Photo: Border patrol
The Southern Border Communities Coalition acknowledged that the Border Patrol’s decision to modify its regulations on the use of force is “a step in the right direction.”
The new policies were the result of pressure by border communities and lawmakers who asked that an end be put to the wave of incidents involving firearms and Border Patrol agents, which have resulted in the deaths of about 20 people since 2010, coalition director Christian Ramirez told Efe.
“The key moment in this process of raising awareness occurred in 2012 after a ... video was publicly released that documented the beating and death of San Diego resident Anastacio Rojas, 42, the father of five children, who was beaten in May 2010 by more than a dozen Border Patrol agents when he was going to be deported to Mexico,” Ramirez said.

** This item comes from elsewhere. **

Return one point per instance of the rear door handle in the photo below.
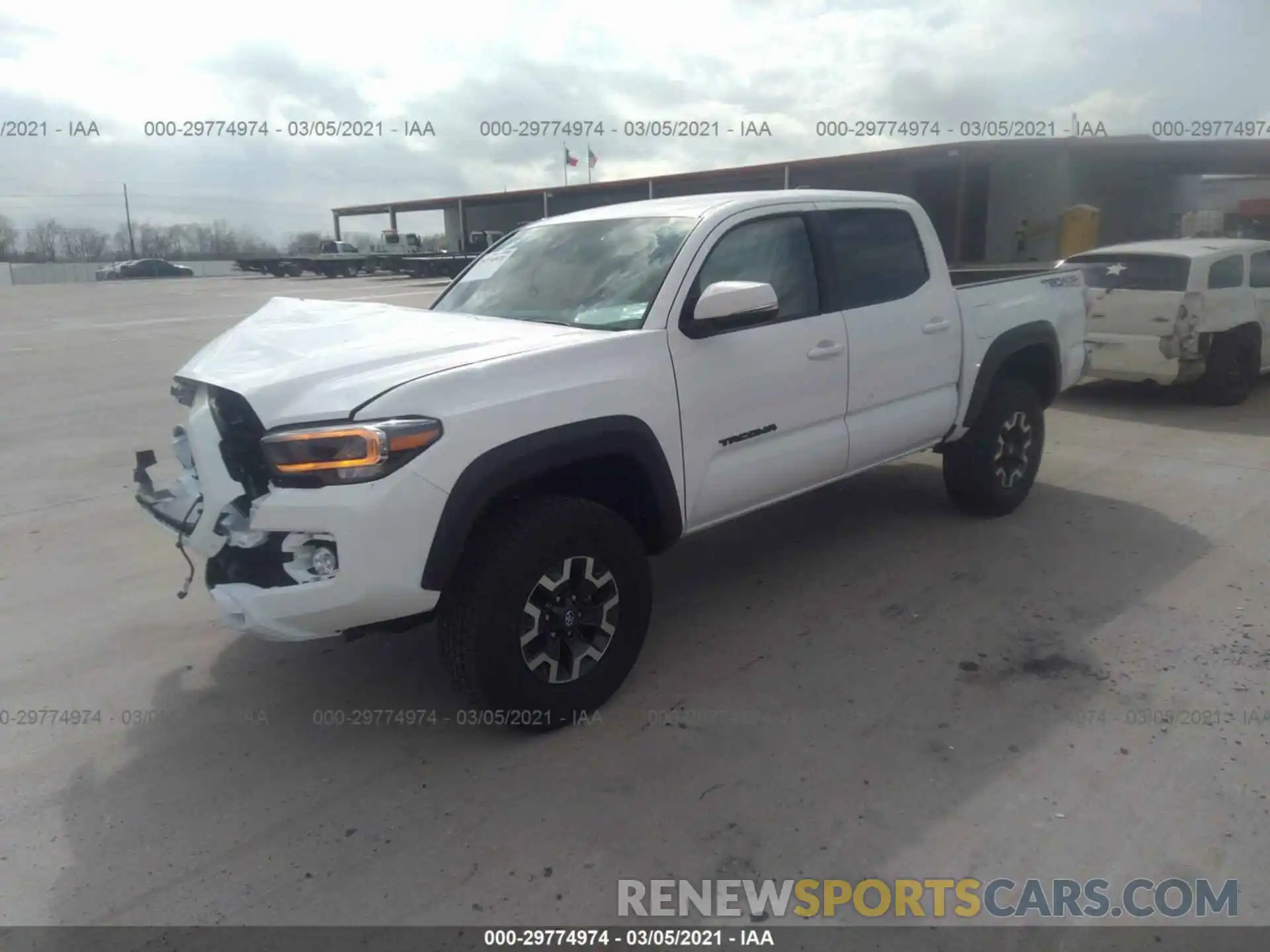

The video, aired on PBS, showed how Rojas was beaten “while he was lying face down, handcuffed, at the same time that he was subjected four times to the impact of a taser without any regard for the fact that he was begging for his life, dying of a heart attack,” he said.
The co-president of the coalition, Andrea Guerrero, told Efe that activists will continue “with our advocacy to ensure ourselves that words are transformed into deeds.”
The announcement about the changes in the use of force policy occurred on the same day that a delegation of representatives from the border communities, including law enforcement personnel, businessmen, religious and community leaders met with top-level White House and Border Patrol officials, Guerrero said.
The attention brought by the Rojas case allowed five other incidents in which Border Patrol agents shot and killed people while they were on the Mexican side of the frontier to make it to the national level.